Tout au long de son existence, de ses premières secondes à aujourd'hui, Homeland a toujours cherché à être pertinent avec les événements mondiaux, et notamment la menace terroriste. L'arrivée de la saison 6 en janvier, à quelques jours de l'inauguration présidentielle est donc logique. Petit problème : comme beaucoup d'Américains, Alex Gansa était persuadé qu'Hillary Clinton serait élue à la tête des Etats-Unis, et a fait élire une femme dans les nouveaux épisodes de la série. Le 8 novembre dernier, Donald Trump gagne les élections et le tournage a déjà commencé, trop tard pour tout changer.

De l'ennui et quelques sursauts

Dans une interview accordée au Hollywood Reporter, Gansa confie qu'il a peur qu'Homeland perde en pertinence après ça, mais rappelle qu'il ne s'agit que d'une fiction. Une histoire qui voit Carrie revenir sur le sol américain après Berlin (saison 5) et le Pakistan (saison 4).
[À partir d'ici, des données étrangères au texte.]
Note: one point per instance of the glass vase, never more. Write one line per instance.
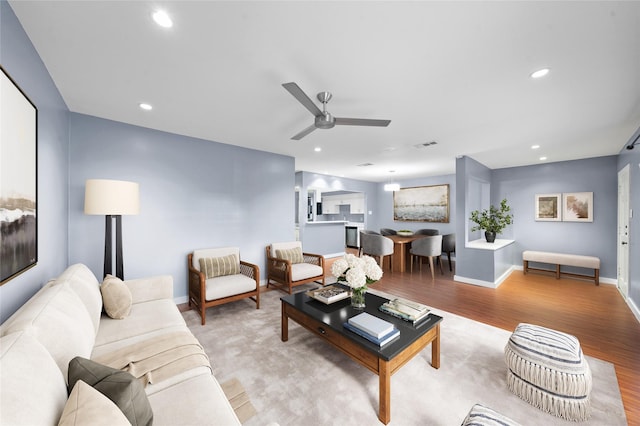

Elle n'est plus espionne et passe le plus clair de son temps à rendre visite à Peter Quinn à l'hôpital, dont les fonctions motrices et intellectuelles sont grandement diminuées après l'attaque au gaz dont il a été victime à Berlin. Cette intrigue occupe une grande partie de ce premier épisode et il ne passionne pas vraiment. Quinn est sur les nerfs, Carrie ne comprend pas pourquoi, et Quinn est d'autant plus énervé. 

De mauvaises fréquentations le sortent de l'hôpital et il se fait détrousser dans un bordel, avant que Carrie ne le retrouve. A la fin de l'épisode, il vit dans un appartement qui appartient à l'ancienne espionne de la CIA. Voilà. Fort heureusement, le reste de l'épisode relève le niveau, avec la première apparition d'Elizabeth Keane, la présidente élue des Etats-Unis, et Dar Adar commence ses manigances dans le dos de Saul avec le General Jamie McClendon (un nouveau personnage incarné par Robert Knepper.

Décollage imminent

Mais "Fair Game", titre de ce premier épisode de la saison 6, pose un début d'enjeux avec Sekou Bah ( J. Mallory McCree), un jeune musulman accusé d'apologie au terrorisme, qui va être pris en charge par Carrie. Elle travaille aujourd'hui pour une fondation qui vient en aide aux musulmans qui se retrouve injustement du mauvais côté de la loi. Le FBI est sur les traces du jeune américain, qui prend des vidéos dans lesquelles il retrace l'histoire du terrorisme sur le sol états-unien. Sekou Bah se défend en affirmant qu'il utilise son droit à la liberté d'expression.

Homeland reste pertinente dans l'histoire qu'elle veut raconter dans cette saison 6, avec le contexte actuel dans lequel se trouvent les Etats-Unis et la menace terroriste qui plane sur le monde. Et si la série nous avait habitués à un meilleur démarrage, elle a toujours su se renouveler au bon moment pour passionner les fans. Et nous sommes sûrs : ce sera le cas de cette saison 6.